Redliners(4)
At the base of the wall Blohm armed his jump belt. He paused and bent over when he heard the roaring ignition of one of Heavy Weapons' 50-pound rockets. An instant later the transient compound to Blohm's left disintegrated in a green flash and a thunderclap.
The rocket warheads pulsed electricity through an osmium wire whose resistance blew it apart with enormous force. Batteries stored energy more efficiently than chemical high explosives. The bursting wire propagated shockwaves at several times the rate of HE, giving the warheads great shattering force. The blast slapped Blohm hard, but it didn't send him tumbling as it would have done had it hit him while he was airborne on the jump belt.

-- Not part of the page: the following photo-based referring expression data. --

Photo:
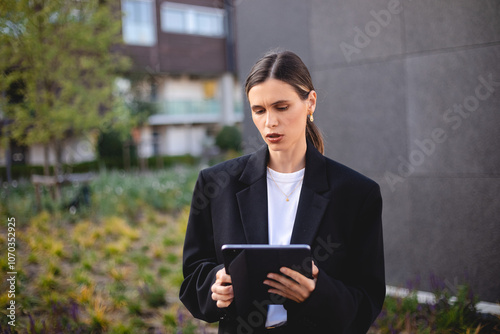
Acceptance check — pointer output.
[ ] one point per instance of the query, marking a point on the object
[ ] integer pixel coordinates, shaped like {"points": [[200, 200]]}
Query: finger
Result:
{"points": [[224, 298], [287, 288], [222, 276], [292, 288], [222, 289], [315, 271], [223, 304], [299, 278]]}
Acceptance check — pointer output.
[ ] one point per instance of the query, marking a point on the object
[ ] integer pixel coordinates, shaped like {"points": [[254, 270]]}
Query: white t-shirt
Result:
{"points": [[281, 218]]}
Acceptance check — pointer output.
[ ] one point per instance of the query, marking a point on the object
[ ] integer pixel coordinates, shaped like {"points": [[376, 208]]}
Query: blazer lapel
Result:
{"points": [[252, 200], [314, 198]]}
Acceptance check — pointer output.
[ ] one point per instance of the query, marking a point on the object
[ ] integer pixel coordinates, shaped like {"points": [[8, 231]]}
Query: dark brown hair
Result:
{"points": [[287, 67]]}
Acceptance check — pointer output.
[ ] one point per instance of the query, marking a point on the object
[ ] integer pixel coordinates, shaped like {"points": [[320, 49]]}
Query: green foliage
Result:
{"points": [[229, 138], [56, 63], [448, 315]]}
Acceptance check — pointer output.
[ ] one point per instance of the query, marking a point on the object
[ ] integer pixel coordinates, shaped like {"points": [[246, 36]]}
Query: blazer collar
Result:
{"points": [[313, 199]]}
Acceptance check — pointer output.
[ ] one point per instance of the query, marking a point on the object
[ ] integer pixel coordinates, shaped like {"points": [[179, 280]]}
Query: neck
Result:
{"points": [[289, 161]]}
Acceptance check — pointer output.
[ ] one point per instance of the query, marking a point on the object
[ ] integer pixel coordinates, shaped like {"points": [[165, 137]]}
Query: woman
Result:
{"points": [[287, 193]]}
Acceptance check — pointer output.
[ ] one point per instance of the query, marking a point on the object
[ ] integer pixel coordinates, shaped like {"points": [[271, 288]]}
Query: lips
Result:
{"points": [[274, 137]]}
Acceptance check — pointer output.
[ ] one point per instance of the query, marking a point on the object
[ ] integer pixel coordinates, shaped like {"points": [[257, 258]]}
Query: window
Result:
{"points": [[139, 26], [193, 20]]}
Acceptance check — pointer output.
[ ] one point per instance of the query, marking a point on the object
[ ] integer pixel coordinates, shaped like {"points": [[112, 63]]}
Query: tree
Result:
{"points": [[61, 52]]}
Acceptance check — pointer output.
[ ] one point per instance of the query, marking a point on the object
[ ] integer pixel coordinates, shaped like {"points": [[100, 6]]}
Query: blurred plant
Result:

Blohm looked up the barracks' facade, then triggered his belt. The four self-stabilizing nozzles lifted him vertically at a controllable ten feet per second. He hovered beside the window he'd chosen for entry and fired a penetrator through the pane. The projectiles were fuzed to burst a tenth of a second after impact and spray their filling into the space beyond.
The blast blew the remainder of the pane—clear thermoplastic rather than glass—out past Blohm in a gulp of red flame. He pulled himself through the opening and unlatched the jump belt with his left hand as soon as he was into the smoldering corridor beyond. The belt still had another thirty seconds or so of fuel, but the weight was more of a hindrance than any possible gain it could offer the striker now. The ground wasn't so far away that Blohm couldn't jump down without serious concern.
The bodies in the hallway looked like charred logs. The explosion had destroyed the light fixtures and filled the air with swirling hot smoke. The faceshield of the striker's helmet offered light enhancement and thermal imaging as viewing options, but neither would have helped a great deal under these conditions.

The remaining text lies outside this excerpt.